虫歯予防デーということで玉衡長老と貪狼長老の話を……。






「楚晩寧、もっと口を開けろ」
「………」
「今さら隠したところで意味がないだろう。ほら観念しろ」
「………」
貪狼長老の棘のある言い方にムッとしながらも、歯の治療をしてもらう手前、仕方なく楚晩寧は大きく口を開けた。誰にも言ったことはないが楚晩寧の好物は甘いものであり、死生之巅に来てから好きなだけ食べていたら虫歯になってしまった。最初のうちは隠そうとしていたものの、楚晩寧がいつもに増して顰めっ面をしているので薛正雍が不審に思い、根気よく聞き出して発覚したというわけだ。治療のためには仲の悪い貪狼長老の世話にならなければならず、また痛みを耐えることには慣れている楚晩寧だったので我慢できると言い張ったが、放置してはますます悪くなるという薛正雍の説得により、治療をうけることになったという顛末である。
「しかし甘いものの食べ過ぎで虫歯とは、まるで子供のようだな」
「………」
口を開けて治療をしてもらっているので反論できないのをいいことに、貪狼長老は嫌味を言い続ける。
「甘いものを食べすぎてはいけないというのは五歳の子供でも知っているぞ」
「……」
普段ならば貪狼長老の嫌味など跳ね除けるところだが、この言葉は少しだけ楚晩寧の心の奥を刺した。しかし楚晩寧の生い立ちなど知らないであろう貪狼長老に他意はないのだろう。楚晩寧は日頃から甘いものをねだっては親に窘められるような子供時代を送ってはおらず、死生之巅にやって来る前も時々祝い事などで菓子をもらうことはあれど、それほどたくさん食べる機会があったわけではない。
死生之巅はどうも食べることが好きな人間が多いようで、孟婆堂では食事時になると子弟たちが美味しそうな匂いをさせた食べ物を皿いっぱいに乗せては楽しそうに食事をしている。楚晩寧も死生之巅に来てから好きなものを好きなように食べてよいのだということに気付き――その結果が現在なのであるが――、仕事や読書や工作の合間に甘いものを口にするようになったのだった。
「さあ、どうだ。少しはマシになっただろう」
「ああ」
「こっちの薬は痛み出したら歯に塗ること。数刻もすれば落ち着くだろう」
「……助かった」
まだ少し痺れる口で小さな声で楚晩寧が礼を言うと、貪狼長老は腕を組んで言った。
「たかが虫歯とはいえ、下手をすると大病の元になることもある。我慢強いのは結構だが親しい者に心配をかけるな」
「別に私のことを案じるような者はいない」
楚晩寧が一蹴すると、貪狼長老はため息をついた。
「楚晩寧、お前もこれから弟子をとるのだろう。自分の健康管理ができないと弟子に示しがつかん」
「弟子か……」
少主の薛蒙にはさっそく懐かれているが、楚晩寧はこれから自分に弟子が増えていくところをうまく想像できずにいた。自分のもとに弟子入りしたいという酔狂な者がそんなにいるのだろうか?
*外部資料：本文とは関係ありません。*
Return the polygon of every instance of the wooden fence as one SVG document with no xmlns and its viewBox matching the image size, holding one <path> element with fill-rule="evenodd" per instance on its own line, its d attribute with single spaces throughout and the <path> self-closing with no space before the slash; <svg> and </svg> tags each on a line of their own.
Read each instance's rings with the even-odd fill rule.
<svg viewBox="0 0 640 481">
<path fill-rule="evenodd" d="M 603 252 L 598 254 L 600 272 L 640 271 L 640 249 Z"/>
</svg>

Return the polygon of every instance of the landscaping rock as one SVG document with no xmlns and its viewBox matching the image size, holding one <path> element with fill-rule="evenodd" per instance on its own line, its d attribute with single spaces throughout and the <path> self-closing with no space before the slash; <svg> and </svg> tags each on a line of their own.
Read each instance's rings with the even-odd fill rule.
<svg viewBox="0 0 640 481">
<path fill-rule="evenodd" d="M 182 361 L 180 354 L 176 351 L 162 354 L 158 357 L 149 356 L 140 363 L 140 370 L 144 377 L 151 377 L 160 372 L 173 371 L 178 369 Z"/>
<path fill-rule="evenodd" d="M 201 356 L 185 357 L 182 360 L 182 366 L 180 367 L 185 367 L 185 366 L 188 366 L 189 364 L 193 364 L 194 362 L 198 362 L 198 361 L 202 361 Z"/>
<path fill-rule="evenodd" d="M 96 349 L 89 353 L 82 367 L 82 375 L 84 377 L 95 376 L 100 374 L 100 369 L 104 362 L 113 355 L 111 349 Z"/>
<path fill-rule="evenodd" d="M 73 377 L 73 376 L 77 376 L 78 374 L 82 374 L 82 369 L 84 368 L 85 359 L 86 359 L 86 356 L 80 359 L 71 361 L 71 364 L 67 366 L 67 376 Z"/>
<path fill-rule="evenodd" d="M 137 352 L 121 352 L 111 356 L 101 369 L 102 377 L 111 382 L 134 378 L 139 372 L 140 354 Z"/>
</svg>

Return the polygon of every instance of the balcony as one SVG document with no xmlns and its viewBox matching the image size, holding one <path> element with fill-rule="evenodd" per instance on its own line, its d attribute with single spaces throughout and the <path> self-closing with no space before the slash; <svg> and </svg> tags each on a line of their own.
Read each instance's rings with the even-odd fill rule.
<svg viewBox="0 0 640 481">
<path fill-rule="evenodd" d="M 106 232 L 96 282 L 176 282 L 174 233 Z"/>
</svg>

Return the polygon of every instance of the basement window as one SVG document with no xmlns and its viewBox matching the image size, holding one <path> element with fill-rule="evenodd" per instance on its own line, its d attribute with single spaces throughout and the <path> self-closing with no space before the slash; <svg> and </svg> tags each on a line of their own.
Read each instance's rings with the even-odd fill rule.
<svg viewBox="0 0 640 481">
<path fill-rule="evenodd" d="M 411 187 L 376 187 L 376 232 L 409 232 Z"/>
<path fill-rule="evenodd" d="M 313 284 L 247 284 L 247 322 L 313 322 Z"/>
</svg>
これ以上貪狼長老と長話をするつもりもなかったので薬を受け取って辞すると、足早に自室に戻った。





「師尊?」
楚晩寧がふと昔のことを懐かしみながら甜豆乳を口にしていると、墨燃に顔を覗き込まれた。山を下りて買い出しのついでに二人で食事をしていたのだが、先日ちょっとした用事で貪狼長老からの便りが届いていたので妙なことを思い出したのだろう。あれ以来楚晩寧は癪ではあるが甘いものを食べるのを控え、今では食べるものについては墨燃が甲斐甲斐しく世話を焼いてくれるので虫歯はもちろん食べ物関係で体調を崩すこともない。
あの当時の自分に弟子とこのような暮らしをしていると聞かせても信じないだろう、と想像すると可笑しく、楚晩寧は一人で小さく笑った。
墨燃は首を傾げながらも目を細めて楚晩寧の口元についた豆乳を親指の腹で拭ってやったのだった。